Why Springpad was unavailable for a couple of hours yesterday
We had some unexpected downtime yesterday, which made Springpadit.com unavailable to both web and mobile clients. We did our best to let you know that we were having trouble and to assure you that your data was safe, just not accessible. Now, we want to take the time to explain a bit about how Springpad works, as well as what happened yesterday.
We have been working very hard to ensure that our users’ data is always safe. To that end, over the past year we have made some major architectural changes to both enhance the reliability as well as the performance of the system.
- Cassandra: Springpad uses Cassandra, which is a data store that was designed from the ground up (by Facebook) to handle failures. Everything that you save (notes, bookmarks, movies, notebooks) is replicated three times, to three different servers. The system can transparently handle and recover from storage failures.
- Capacity: We have been adding capacity – meaning servers – rapidly. Over the past year we’ve added about 20 machines to the mix. This has enabled us to increase performance and reliability across the entire environment. We host Springpad with Amazon EC2, which allows us to dynamically add and remove capacity as need demands.
- Backups: All user data is backed up nightly in the event that something terrible happens.
- Offline access: The more clients with offline capability, the less load our server environment experiences. The iPhone and Android applications essentially do some of the processing for us. We are working to improve and expand our offline capabilities.
So, what happened? (technically speaking, that is)
- Around 1:30pm (ET), one of our backend web servers started having network trouble.
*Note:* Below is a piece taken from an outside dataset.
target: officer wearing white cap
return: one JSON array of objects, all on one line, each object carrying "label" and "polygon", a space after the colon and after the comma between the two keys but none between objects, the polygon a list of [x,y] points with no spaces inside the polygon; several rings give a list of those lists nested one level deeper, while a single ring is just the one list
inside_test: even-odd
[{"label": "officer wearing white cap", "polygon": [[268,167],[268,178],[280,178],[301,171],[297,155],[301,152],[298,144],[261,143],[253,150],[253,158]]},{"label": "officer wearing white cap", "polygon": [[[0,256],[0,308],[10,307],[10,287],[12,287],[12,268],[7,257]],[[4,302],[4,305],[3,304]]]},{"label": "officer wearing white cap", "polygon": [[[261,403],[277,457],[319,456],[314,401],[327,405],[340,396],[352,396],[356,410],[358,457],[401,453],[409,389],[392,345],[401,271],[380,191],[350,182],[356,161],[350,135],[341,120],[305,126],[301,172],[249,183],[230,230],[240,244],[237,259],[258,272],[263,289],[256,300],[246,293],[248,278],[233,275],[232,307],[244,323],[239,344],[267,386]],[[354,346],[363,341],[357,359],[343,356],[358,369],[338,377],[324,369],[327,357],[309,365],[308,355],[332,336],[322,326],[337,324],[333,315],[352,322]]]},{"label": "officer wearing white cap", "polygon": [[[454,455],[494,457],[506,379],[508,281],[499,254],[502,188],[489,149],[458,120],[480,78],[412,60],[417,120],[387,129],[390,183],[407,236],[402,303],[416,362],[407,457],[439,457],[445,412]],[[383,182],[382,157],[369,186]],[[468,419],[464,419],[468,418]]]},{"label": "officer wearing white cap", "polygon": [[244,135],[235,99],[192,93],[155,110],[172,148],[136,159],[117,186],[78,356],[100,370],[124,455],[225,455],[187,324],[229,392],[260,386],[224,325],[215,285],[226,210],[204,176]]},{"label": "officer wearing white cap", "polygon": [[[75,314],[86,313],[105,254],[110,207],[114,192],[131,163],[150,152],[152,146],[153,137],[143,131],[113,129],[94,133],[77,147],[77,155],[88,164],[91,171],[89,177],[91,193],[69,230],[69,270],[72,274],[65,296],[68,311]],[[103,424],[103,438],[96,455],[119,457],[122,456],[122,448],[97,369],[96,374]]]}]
We contacted Amazon’s technical support, while simultaneously working on launching a new backend to replace the problem server. While this was happening requests started to pile up.
- Within a few minutes the gateway into Springpad ran out of memory. We use redundant Apache load balancers and the high number of requests caused them both to run out of memory.
- At the same time we were having trouble launching new Amazon servers to replace the now both down backend servers, as well as the load balancers. We still hadn’t heard from support as to why the problem started in the first place.
- By 3:30pm we had a new balancer up and about half of the requests to our servers were ok. The other half were still having problems. At around 4pm, we eventually were able to recover a second load balancer and the problems subsided.
What we’re doing to prevent issues like this from happening again
- We’ll now keep a spare set of load balancers waiting. We then won’t have to wait to launch new servers if things go wrong again.
- We are increasing the memory and cpu of our load balancers to handle more requests.
- We are still investigating the core network problem with Amazon and researching how to prevent it from happening again in the future.
Rest assured that your data is always safe with Springpad. This issue caused access problems, but did not affect our storage infrastructure.